Quote (ogsarticuno @ Jan 8 2019 09:55pm)
(...)
P(Y = y) = \sum_{i=1}^n P(Y = y | X = i) P(X = i)
= \sum_{i=y}^n (1/i) * (1/n)
= (1/n) \sum_{i=y}^n (1/i)
(...)
since P(Y = y | X = i) = 0 as soon as i < y.
Does it seem better like that ?
Also it's possible to replace your 'y' by the original 'x' :
P(Y = x) = \sum_{i=1}^n P(Y = x | X = i) P(X = i)
= \sum_{i=x}^n (1/i) * (1/n)
= (1/n) \sum_{i=x}^n (1/i)
And indeed, it sums to 1 (ouf !) :
Let S = sum_{x = 1}^{+infinity} P(Y = x).
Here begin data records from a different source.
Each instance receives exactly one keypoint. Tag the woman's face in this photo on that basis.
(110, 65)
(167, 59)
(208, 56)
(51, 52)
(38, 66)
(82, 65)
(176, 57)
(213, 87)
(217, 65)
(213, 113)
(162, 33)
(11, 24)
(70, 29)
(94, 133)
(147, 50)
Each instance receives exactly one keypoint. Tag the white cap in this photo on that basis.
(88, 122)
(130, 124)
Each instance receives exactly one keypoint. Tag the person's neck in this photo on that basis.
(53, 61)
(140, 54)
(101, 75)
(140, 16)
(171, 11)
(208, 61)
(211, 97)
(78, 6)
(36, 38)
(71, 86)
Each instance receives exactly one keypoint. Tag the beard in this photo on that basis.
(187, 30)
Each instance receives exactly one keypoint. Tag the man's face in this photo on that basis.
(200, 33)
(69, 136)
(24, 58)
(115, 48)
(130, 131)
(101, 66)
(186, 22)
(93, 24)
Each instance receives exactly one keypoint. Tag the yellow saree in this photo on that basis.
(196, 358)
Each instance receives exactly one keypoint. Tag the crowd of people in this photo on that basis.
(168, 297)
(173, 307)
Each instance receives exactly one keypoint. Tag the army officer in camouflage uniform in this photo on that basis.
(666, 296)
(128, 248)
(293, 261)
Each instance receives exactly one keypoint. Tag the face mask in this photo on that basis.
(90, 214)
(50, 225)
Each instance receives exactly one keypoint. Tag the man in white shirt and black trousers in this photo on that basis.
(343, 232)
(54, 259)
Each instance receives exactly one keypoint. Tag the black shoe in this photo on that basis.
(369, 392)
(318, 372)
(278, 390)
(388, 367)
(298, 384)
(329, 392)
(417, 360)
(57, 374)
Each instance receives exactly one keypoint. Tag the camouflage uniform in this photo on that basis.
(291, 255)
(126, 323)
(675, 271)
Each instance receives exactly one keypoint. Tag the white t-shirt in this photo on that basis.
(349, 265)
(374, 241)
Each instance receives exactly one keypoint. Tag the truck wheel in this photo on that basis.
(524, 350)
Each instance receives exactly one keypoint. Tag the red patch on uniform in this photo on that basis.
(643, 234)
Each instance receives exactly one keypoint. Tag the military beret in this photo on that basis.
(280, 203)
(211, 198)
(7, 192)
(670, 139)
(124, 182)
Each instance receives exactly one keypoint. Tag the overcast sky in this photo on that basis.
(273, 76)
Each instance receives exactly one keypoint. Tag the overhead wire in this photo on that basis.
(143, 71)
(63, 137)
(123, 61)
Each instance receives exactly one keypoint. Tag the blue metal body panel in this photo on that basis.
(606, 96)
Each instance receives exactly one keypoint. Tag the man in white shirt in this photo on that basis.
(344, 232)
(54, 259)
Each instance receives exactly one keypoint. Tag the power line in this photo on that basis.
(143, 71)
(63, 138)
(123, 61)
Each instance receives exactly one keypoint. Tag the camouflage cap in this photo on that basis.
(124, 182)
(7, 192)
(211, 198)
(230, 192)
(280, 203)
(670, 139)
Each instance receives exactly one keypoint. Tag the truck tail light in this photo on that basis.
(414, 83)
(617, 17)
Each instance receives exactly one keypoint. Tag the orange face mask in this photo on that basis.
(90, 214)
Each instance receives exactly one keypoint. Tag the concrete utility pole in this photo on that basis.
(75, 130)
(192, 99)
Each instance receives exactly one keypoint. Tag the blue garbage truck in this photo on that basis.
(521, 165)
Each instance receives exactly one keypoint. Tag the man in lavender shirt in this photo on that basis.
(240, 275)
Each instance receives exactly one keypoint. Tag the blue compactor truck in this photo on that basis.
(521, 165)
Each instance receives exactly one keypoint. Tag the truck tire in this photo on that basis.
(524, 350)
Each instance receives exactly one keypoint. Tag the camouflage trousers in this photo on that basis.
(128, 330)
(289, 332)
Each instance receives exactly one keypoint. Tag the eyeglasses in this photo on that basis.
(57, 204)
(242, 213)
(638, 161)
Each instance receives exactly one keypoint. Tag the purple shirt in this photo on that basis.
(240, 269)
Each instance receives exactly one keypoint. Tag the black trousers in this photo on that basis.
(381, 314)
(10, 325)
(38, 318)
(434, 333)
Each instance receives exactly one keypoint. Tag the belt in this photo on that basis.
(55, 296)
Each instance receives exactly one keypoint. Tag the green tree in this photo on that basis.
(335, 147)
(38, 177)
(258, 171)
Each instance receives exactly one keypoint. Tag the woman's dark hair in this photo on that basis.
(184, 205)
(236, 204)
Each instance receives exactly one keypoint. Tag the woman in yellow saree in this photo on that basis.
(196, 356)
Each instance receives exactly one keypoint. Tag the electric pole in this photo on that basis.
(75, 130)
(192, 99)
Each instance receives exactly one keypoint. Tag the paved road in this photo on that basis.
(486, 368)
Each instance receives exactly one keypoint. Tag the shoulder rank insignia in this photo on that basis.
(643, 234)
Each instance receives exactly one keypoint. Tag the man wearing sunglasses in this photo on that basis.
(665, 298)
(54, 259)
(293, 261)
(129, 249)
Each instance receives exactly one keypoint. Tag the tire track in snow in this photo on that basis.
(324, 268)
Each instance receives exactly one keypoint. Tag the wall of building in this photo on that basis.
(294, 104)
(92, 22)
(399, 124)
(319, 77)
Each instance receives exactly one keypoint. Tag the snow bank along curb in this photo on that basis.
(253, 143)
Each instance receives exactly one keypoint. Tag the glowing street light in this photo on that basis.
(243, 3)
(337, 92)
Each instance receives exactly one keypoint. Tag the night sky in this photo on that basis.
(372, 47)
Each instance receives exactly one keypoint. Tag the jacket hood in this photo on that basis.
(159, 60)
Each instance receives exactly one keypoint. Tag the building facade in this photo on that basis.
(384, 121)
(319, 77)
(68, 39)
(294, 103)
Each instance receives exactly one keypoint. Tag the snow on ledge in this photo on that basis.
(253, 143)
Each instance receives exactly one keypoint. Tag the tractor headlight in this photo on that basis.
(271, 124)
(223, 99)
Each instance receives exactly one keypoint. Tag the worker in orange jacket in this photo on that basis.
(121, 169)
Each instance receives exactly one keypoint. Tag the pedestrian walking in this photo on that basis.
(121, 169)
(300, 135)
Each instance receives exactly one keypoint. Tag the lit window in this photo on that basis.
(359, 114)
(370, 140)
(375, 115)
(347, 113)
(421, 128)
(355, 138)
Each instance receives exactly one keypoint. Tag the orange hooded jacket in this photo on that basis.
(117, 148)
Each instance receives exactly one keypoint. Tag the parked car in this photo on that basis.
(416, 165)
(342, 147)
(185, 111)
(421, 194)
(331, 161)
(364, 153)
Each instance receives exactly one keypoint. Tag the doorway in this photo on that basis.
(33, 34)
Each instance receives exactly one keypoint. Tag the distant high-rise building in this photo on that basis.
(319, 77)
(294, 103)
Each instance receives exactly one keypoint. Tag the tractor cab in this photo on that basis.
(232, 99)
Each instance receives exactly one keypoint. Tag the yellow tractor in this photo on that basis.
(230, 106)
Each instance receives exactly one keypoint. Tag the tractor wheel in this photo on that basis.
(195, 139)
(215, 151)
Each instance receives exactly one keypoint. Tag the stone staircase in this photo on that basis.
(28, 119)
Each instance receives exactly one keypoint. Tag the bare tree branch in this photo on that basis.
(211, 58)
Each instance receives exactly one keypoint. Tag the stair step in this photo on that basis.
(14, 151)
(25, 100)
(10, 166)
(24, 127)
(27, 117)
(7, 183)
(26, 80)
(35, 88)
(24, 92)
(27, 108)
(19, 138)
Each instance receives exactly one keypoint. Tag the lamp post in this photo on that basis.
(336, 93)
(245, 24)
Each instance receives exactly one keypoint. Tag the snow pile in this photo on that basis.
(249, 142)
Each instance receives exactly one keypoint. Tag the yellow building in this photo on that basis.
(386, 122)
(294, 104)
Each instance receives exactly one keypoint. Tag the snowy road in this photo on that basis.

S = sum_{x = 1}^n P(Y = x) since P(Y = x) = 0 as soon as x > n
S = sum_{x=1}^n (1/n) sum_{i=x}^n (1/i)
S = sum_{i=1}^n sum_{x=1}^i 1/(ni)
S = sum_{i=1}^n i/(ni)
S = sum_{i=1}^n (1/n)
S = n * (1/n)
S = 1